Coming soon to your local community radio station is “Thuthuzeleka”, a crime/thriller series commissioned by Sonke Gender Justice.
Recognising the role of radio as a unique and powerful medium to reach and influence communities, Sonke has contracted CMFD (Community Media for Development) Productions to produce “Thuthuzeleka”, a crime/thriller drama series premised on the subject of sexual assault. The main character, Detective Busi Ncube, goes undercover at a secondary school to find a serial rapist that is terrorising learners and the community surrounding the school.
Aptly named “Thuthuzeleka” in isiXhosa, which means “be comforted”, the story aims to bring comfort, hope and support to those who have suffered sexual assault or rape.
It also aims to challenge the negative attitudes and misconceptions that surround sexual violence – for instance, that the survivor was to blame for it – but also to provide practical information, such as what steps to take following a sexual assault and how to get help to deal with the ordeal.
The series promotes awareness around, and access to, Thuthuzela Care Centres (TCCs). “Thuthuzela” is an isiXhosa word, meaning “comfort”. This is the name given to one-stop facilities that have been introduced as a critical part of South Africa’s strategy to respond to the management of the scourge of rape in the country.

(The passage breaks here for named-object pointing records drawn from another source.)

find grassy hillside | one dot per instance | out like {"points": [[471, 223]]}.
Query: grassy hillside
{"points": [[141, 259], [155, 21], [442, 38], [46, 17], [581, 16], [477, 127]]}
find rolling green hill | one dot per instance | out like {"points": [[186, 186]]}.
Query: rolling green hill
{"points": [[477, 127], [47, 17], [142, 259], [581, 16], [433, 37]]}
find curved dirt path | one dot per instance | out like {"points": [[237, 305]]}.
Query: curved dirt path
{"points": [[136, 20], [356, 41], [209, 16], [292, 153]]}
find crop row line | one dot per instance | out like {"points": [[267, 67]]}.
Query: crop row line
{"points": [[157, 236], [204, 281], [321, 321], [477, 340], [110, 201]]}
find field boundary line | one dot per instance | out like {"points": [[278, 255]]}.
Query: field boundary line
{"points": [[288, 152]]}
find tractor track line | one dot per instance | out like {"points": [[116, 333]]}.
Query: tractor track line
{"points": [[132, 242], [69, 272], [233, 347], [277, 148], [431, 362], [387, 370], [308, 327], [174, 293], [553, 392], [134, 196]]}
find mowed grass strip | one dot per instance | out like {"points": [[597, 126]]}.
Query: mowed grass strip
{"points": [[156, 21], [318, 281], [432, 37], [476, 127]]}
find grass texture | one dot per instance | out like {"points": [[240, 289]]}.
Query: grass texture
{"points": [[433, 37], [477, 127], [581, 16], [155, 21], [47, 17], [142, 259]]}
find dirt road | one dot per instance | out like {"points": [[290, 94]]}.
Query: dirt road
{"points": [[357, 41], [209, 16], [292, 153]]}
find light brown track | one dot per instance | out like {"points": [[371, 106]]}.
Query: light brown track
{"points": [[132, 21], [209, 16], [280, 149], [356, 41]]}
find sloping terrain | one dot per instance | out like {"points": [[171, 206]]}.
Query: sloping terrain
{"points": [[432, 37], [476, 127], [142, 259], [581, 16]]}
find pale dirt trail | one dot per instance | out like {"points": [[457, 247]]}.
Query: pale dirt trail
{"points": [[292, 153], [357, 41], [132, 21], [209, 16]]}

The aims of the TCCs are three-fold:
- To reduce secondary trauma for rape survivors;
- To improve conviction rates; and
- To reduce the time that it takes to finalise rape cases.

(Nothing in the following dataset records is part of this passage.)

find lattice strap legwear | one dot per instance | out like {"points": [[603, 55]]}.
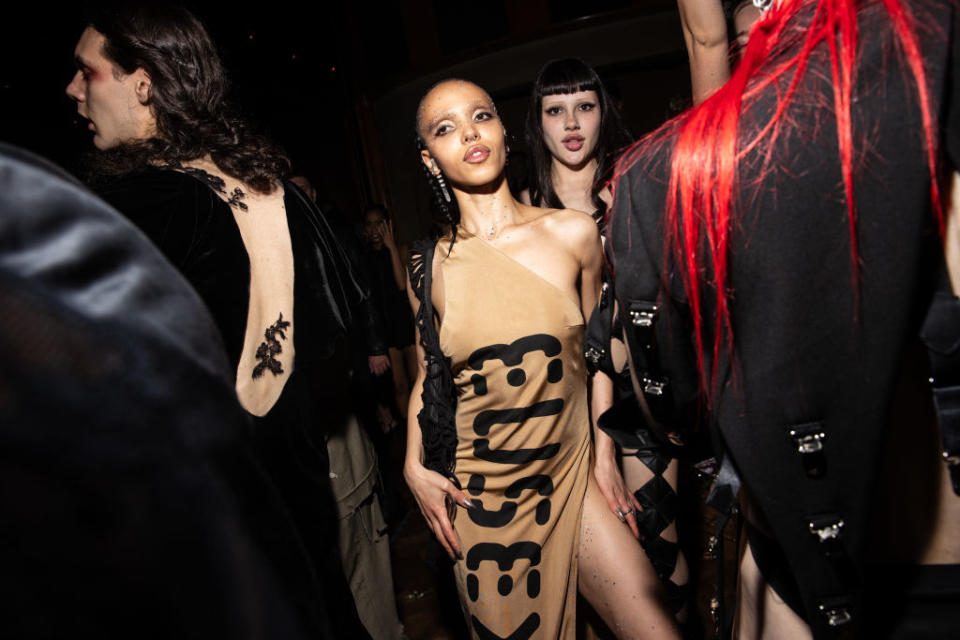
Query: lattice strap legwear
{"points": [[660, 506]]}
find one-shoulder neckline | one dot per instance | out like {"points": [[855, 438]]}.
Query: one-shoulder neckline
{"points": [[560, 292]]}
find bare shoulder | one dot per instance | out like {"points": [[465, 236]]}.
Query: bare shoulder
{"points": [[573, 230], [574, 227]]}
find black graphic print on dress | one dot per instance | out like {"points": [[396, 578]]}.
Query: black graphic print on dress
{"points": [[268, 350], [512, 355]]}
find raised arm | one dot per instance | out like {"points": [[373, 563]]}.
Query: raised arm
{"points": [[705, 34], [605, 470]]}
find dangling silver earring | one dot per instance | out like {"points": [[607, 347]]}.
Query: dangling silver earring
{"points": [[443, 185]]}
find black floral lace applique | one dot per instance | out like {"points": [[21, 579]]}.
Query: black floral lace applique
{"points": [[267, 350], [217, 184]]}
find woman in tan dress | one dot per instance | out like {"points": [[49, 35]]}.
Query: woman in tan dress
{"points": [[500, 336]]}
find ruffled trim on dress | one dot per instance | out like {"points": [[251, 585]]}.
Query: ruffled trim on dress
{"points": [[437, 418]]}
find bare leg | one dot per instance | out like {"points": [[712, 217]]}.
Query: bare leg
{"points": [[401, 383], [761, 613], [616, 576]]}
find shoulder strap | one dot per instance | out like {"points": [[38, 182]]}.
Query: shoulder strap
{"points": [[420, 269]]}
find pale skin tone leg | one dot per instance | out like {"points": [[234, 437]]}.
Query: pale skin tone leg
{"points": [[635, 475], [616, 577]]}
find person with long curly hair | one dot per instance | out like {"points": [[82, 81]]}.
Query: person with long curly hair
{"points": [[176, 160], [575, 133]]}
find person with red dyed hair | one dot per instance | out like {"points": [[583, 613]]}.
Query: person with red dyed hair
{"points": [[776, 251]]}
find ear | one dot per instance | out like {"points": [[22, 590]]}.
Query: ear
{"points": [[142, 85], [428, 161]]}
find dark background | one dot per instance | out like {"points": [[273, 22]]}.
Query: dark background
{"points": [[336, 84]]}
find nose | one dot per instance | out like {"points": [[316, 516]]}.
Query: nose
{"points": [[471, 133], [75, 88]]}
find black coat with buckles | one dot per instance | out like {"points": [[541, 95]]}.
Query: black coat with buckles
{"points": [[802, 406]]}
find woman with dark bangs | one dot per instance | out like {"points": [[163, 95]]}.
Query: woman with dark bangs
{"points": [[775, 254], [499, 419], [574, 130]]}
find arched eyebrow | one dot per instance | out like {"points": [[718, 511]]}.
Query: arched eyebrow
{"points": [[451, 115]]}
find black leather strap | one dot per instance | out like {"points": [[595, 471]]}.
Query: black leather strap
{"points": [[941, 334]]}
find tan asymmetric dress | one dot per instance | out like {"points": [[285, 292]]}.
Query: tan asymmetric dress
{"points": [[515, 345]]}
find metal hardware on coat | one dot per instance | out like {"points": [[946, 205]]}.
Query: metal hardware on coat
{"points": [[809, 439], [642, 314], [836, 611], [826, 531], [594, 355]]}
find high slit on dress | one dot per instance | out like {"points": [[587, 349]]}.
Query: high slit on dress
{"points": [[515, 343]]}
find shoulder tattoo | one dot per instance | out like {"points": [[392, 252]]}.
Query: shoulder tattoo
{"points": [[270, 348]]}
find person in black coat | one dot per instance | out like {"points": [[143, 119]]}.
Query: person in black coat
{"points": [[174, 158], [775, 253]]}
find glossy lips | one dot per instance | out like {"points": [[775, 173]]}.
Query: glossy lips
{"points": [[476, 154], [573, 142]]}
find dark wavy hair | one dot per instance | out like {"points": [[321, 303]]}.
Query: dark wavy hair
{"points": [[187, 95], [570, 75]]}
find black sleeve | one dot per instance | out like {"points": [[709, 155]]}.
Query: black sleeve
{"points": [[169, 207], [952, 94]]}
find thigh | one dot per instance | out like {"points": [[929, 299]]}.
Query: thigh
{"points": [[761, 613], [616, 577]]}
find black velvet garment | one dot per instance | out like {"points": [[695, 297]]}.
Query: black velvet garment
{"points": [[130, 503], [810, 357], [196, 230]]}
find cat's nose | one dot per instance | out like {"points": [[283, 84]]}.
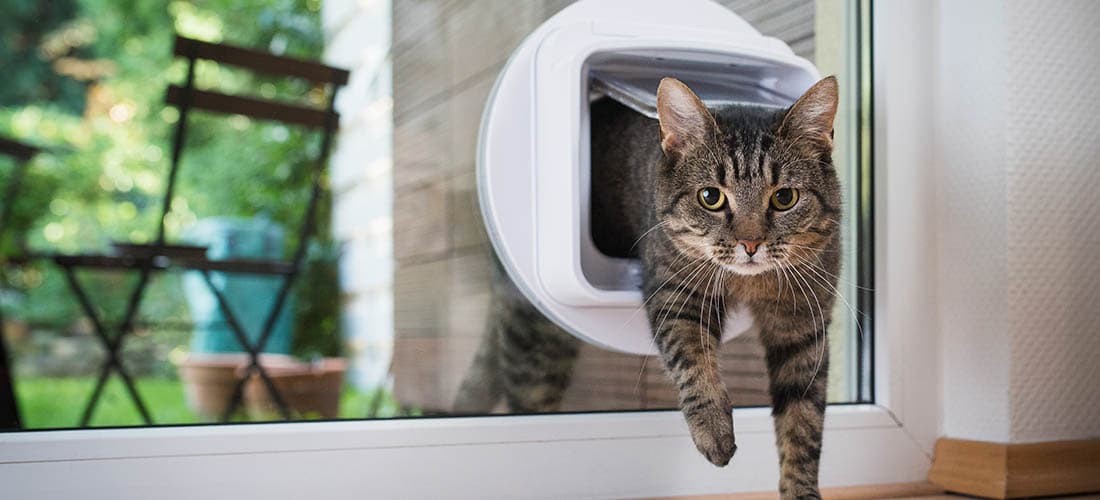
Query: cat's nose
{"points": [[750, 245]]}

In a society where rape is very prevalent, the story tells each rape survivor that they are not alone – help, care and support is available. Every woman – and man who experiences rape – should report it. Furthermore, it calls on South Africans to take a stand against rape.
Finding the right statistics on rape is difficult. Available statistics are inconsistent and lack context. Women’s groups in South Africa estimate that a woman is raped every 26 seconds, while the South African Police Service estimates that a woman is raped every 36 seconds. However, rape in South Africa is a real problem that needs to be tackled seriously.
“Thuthuzeleka” will be aired on dozens of community radio stations in close proximity with Thuthuzela Care Centres throughout the country. This will enable community radio stations to become vehicles of change in the country’s response to rape. We have provided radio station hosts and other key staff such as programme producers and community-based organisations with training on gender, HIV & AIDS and gender-based violence so that they can host on-air discussions and report on these issues.
This is a five-year joint project of the Soul City Institute for Health and Development, the Medical Research Council, the Foundation for Professional Development and Sonke Gender Justice.